I read the article “Social stigma towards nurses taking care of patients with COVID-19 in Indonesia: A mixed-methods study” by Manik et al. (2021) with great interest, but also with a sense of disappointment, sadness and anger, particularly in regard to the social stigma encountered by these nurses, which partially originates from their colleagues. While fear is understandable due to the sense of uncertainty brought about by the pandemic, being labelled a “plague spreader” and ostracised by their communities is uncalled for and cruel. This timely paper provides a first-hand narrative of the nurses' job and a critical analysis of the reality that nurses face in carrying out their professional responsibility to care for patients during a pandemic crisis. We learned the implication of stigmatisation of COVID-19 patients and its effects on the healthcare system, their families and healthcare professionals who come into close contact with people affected by the virus. Numerous acts of violence, harassment and stigmatisation have been reported in association with the COVID-19 pandemic, with 67 per cent of these recorded cases of violence and harassment directed at healthcare professionals (Devi, 2020).
This paper serves as a wake-up call to health organisations to refocus tangible and coherent strategies on what matters most on these frontlines: creating a safe, non-judgmental and professional environment that supports nurses in their daily professional responsibilities while also allowing them to manage the danger and threat of moral injury that they could face during the pandemic. Is this, however, viable? The answer is yes. First, during these perplexing and unpredictable times, health organisations are in the best position to de-escalate tensions and promote solidarity. In all honesty, the health organisation must balance between requesting that nurses perform their professional responsibilities and using their power to ensure that nurses' morale is maintained despite the pandemic catastrophe. Manik et al. (2021) also added an essential and courageous voice to the debate about healthcare professional solidarity. Health organisations can no longer naively admire the enormous sacrifices made by nurses if we mistreat them. It is then necessary to reaffirm the points I made earlier about the importance of nursing leaders recognising and responding to moral distress (Zolkefli, 2020). Second, health organisations have an institutional responsibility to ensure that it is safe for employees to discuss mental health issues and reassure nurses about the potential consequences of such disclosure on their careers. The team leaders or nurse managers are considered to be the ones that provide psychological support to the nurses. While it is a manager's moral responsibility to foster a positive, ethical practice climate, it is also critical for the nurse leader to be open and welcoming to personnel with ethical concerns (Makaroff et al., 2014). The manager's responsibility on the ward also involves promoting, encouraging and supporting staff in seeking help. This 'in-house' social support may be one of the salient ways to keep all staff protected.

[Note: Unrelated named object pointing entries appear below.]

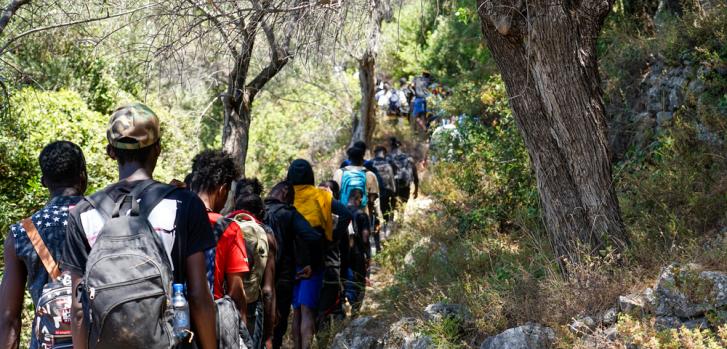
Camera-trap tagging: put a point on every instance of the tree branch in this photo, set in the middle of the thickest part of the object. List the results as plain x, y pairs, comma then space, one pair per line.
218, 25
9, 12
68, 24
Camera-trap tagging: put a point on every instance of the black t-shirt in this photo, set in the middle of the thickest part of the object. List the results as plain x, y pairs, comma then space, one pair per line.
180, 216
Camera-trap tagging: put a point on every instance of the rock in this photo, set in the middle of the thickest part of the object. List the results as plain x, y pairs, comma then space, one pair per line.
403, 334
667, 323
685, 291
359, 334
663, 117
609, 317
439, 311
530, 336
582, 325
425, 248
631, 304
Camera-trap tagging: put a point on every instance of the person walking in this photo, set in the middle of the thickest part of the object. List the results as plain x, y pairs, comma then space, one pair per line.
33, 248
175, 232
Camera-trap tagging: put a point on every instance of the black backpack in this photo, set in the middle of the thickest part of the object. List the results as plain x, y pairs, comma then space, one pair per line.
127, 288
404, 170
394, 102
231, 330
386, 172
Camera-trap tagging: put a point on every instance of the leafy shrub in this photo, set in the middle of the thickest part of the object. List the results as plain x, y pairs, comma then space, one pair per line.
36, 118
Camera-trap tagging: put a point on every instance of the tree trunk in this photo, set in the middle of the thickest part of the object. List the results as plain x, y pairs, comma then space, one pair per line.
547, 56
365, 121
236, 131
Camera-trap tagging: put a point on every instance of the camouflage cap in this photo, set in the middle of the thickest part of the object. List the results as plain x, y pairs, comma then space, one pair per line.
133, 126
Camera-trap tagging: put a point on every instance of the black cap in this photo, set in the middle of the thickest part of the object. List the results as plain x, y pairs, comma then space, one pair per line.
300, 172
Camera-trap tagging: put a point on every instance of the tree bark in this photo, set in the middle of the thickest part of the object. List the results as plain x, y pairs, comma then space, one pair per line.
9, 12
236, 129
364, 124
365, 121
546, 52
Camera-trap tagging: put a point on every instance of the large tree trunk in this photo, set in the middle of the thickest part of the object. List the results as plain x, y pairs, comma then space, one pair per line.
365, 121
547, 56
236, 131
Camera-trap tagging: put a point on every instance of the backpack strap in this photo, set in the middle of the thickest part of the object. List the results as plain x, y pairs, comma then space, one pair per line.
102, 202
220, 227
48, 262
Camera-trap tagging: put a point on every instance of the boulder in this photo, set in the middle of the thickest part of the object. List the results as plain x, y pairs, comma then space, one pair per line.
403, 334
359, 334
685, 291
583, 325
530, 336
609, 317
425, 248
439, 311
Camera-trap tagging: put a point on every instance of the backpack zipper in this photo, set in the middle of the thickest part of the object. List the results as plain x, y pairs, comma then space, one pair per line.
92, 290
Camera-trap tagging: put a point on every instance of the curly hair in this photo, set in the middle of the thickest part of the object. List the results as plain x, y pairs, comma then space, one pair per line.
250, 185
62, 163
212, 169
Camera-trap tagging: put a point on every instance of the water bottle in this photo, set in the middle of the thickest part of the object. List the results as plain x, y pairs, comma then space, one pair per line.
181, 313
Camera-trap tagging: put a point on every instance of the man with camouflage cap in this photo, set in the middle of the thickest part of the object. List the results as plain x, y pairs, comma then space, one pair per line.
179, 218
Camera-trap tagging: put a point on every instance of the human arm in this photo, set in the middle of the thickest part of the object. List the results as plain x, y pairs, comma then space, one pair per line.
12, 289
236, 291
415, 174
268, 292
201, 306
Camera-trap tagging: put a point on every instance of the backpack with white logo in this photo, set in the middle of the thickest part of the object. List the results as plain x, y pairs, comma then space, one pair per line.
127, 288
386, 172
394, 102
53, 311
353, 179
405, 170
256, 242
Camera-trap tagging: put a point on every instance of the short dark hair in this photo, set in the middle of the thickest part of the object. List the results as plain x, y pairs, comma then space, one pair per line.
212, 169
355, 194
250, 202
141, 156
361, 145
62, 163
252, 185
289, 198
355, 154
333, 185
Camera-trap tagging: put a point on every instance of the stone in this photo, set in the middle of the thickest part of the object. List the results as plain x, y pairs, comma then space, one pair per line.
634, 303
403, 334
425, 248
696, 87
663, 117
583, 325
685, 291
359, 334
529, 336
439, 311
667, 322
609, 317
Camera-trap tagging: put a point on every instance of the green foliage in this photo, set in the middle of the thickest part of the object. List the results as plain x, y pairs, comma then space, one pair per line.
445, 39
37, 118
57, 61
299, 116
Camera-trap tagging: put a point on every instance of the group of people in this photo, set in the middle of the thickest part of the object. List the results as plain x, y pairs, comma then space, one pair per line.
100, 268
410, 99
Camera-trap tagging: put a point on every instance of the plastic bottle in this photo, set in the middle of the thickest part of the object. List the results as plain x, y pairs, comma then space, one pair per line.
181, 313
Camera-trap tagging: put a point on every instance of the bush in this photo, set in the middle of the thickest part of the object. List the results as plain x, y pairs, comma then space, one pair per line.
36, 118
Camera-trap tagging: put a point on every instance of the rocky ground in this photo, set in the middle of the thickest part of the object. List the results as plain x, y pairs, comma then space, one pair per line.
689, 296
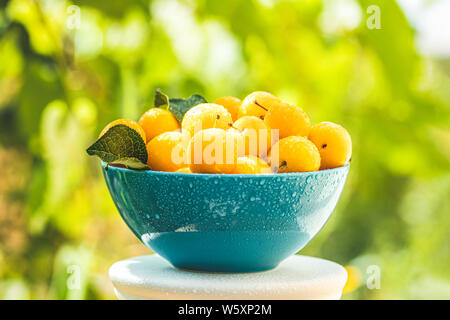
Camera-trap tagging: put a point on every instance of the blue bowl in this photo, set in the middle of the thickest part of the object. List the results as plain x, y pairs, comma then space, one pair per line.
225, 223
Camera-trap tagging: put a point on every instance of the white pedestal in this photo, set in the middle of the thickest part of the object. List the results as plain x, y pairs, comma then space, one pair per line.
297, 278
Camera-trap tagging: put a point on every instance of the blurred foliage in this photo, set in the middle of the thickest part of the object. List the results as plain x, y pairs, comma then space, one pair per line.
66, 71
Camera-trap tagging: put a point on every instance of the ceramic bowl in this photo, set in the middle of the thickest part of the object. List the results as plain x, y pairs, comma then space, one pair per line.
225, 223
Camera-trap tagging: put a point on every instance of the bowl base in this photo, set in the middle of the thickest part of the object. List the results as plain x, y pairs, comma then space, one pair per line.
226, 251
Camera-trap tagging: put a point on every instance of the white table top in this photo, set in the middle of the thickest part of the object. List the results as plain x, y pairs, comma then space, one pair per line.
298, 277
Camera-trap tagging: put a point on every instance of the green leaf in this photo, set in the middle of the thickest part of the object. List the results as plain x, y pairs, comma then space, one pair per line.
179, 107
161, 99
119, 142
130, 163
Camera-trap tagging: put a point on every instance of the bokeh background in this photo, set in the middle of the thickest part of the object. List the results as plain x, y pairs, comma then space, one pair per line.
67, 68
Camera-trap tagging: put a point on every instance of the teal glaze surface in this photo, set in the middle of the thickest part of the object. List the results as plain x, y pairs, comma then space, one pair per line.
225, 223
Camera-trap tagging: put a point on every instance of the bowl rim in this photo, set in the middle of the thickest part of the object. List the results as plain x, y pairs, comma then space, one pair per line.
225, 176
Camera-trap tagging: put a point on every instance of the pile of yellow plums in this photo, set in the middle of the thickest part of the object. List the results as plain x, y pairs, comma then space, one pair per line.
260, 134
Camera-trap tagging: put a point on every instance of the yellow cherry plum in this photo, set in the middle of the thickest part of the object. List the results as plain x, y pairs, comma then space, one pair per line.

Third, it is also critical that affected nurses be ready to take the psychological support and resources available and be prepared to tell their managers if they require assistance. Nurses must not be afraid to communicate real or perceived difficulties to managers related to stigma or concerns about their mental health. At the same time, whether or not the nurses are directly affected by the social stigma associated with the pandemic, the importance of social support from colleagues cannot be overstated. Colleagues are like family, and we are responsible for shielding them from any undesirable stigmas that may arise during the pandemic. Such acts of solidarity (through social media groups, for example) can be one of the most effective ways to counter stigma. Fourth, social stigmas can be alleviated if the government consistently promotes the nurses' solidarity activities. Because ambiguous information is the ‘catalyst of stigma’, consistent methods to prevent pandemic disinformation are fundamental.
In short, we must consider how long nurses can keep their resilience in the face of social stigma and what additional role nurse leaders might play in this context. In all honesty, now is not the time to ask nurses to manage social stigma, stress and psychological well-being while remaining resilient in the quiet. Nurses have not only been put in a vulnerable position, but they are also very well aware that their physical and mental fortitude has been sorely stretched. Even though we must accept that nursing staff has shrunk, most nurses claimed that it is their duty to continue caring for patients. While it is critical to developing healthy coping strategies and mechanisms in managing social stigma, especially in the high-stakes environment of COVID-19, it is equally crucial to provide concerted and robust support to the nursing community when and where it is needed.